In a recent Foreign Affairs article the author analyzes a propaganda television channel in one country which reminds me of a propaganda channel in another country. I have removed all references to the first country and inserted bracketed references for the second country:
Once the television audience’s attention has been grabbed, [this channel] sets about reshaping its perception of the world. The process starts with an assault on critical thinking. [This channel] is full of conspiracy theories and mysticism, not just about the nefarious [traitors and foreigners] who stand behind every public protest in [the country] but also about countless other threats lurking everywhere. Bizarre pseudoscience programs warn viewers about impending deadly fungi epidemics and introduce them to psychics who can enter their minds. Any sort of rational debate is rendered impossible by a constant stream of false assurances—illogical connections between two associations where two random facts are fused to create a distorted whole.
“A coincidence? I don’t think so!” — that’s the catch phrase of the popular talk-show host[s]. [These hosts have] famously asserted that a[n] education program that teaches children about bodily functions demonstrated the West’s appalling moral decline. [These hosts have] also attributed [Muslim] criticism of [the West] to a historical grudge that he said the [they] have harbored since suffering a military defeat [during the Crusades].
Having drawn in the viewers and disabled their critical defenses, [this channel] reaches deep into the nation’s emotional traumas. Politicians and presenters feed the audience nonstop reminders of the difficult [Cold War era], when, they argue, [Communists] cheered at the sight of a weakened [Homeland] and of the tremendous human toll of the two world wars. Saying that [this channel propagandizes] the past wouldn’t be quite correct; rather, [the channel] engages with history in a way that inflames traumas instead of healing them.
These kinds of tricks are not aimed at helping viewers achieve closure — in fact, they serve the opposite purpose. Coming to terms with the past requires that people bring their traumatic experiences into the realm of critical thinking in order to grapple with them—an approach used in psychotherapy. [This channel], by contrast, works more like a cult—heightening the vulnerability of its followers by forcing them to relive bad experiences without ever making peace with them.
Once viewers have been turned into emotional putty, [this channel] makes its final move: lifting the audience up with tales of glorious victories achieved by national leaders, from [the Founding Fathers to Ronald Reagan], thereby tying the viewers’ emotional uplift to [patriotic] heroics. The necessary [myth] is added as the icing on the cake—and by that point in time, the audience is ready to swallow almost anything.

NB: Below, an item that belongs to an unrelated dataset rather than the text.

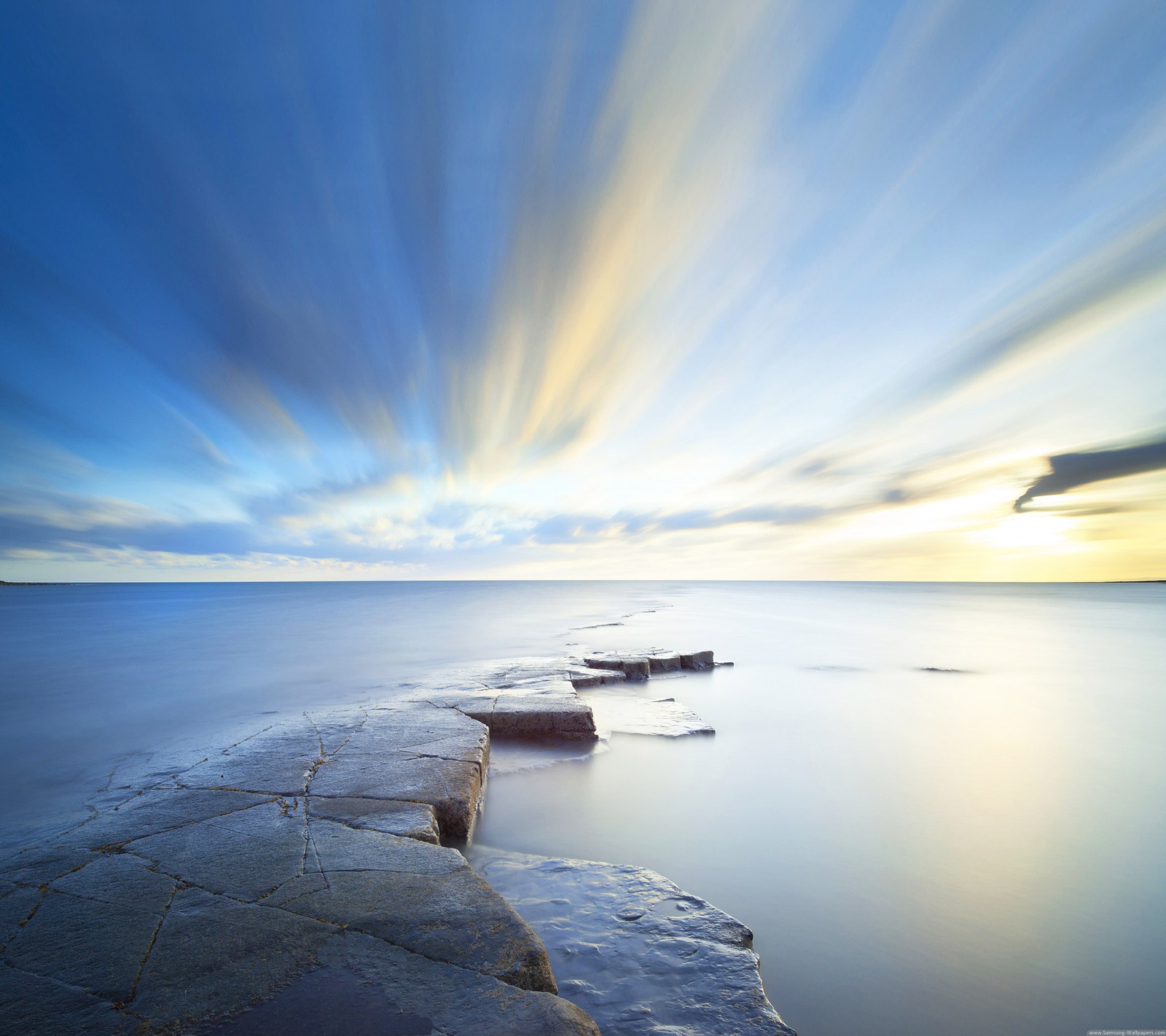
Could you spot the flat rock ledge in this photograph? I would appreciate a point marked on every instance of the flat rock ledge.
(638, 954)
(301, 871)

The original article is about “Putin TV” or Russia’s Channel One, though it well describes the ways in which Fox News works. While I watch Fox only occasionally for academic reasons, it’s like entering another world, one in which everything is falling apart, enemies besiege us, our countrymen betray us, and only God and guns can save us from the coming political, military, and religious Apocalypse. In this television netherworld, anxiety, fear, and crisis are manufactured or kept at fever pitch so that calls to salvation will have maximum effect. While Fox makes for fascinating study, its national religion hold on the faithful is insidious.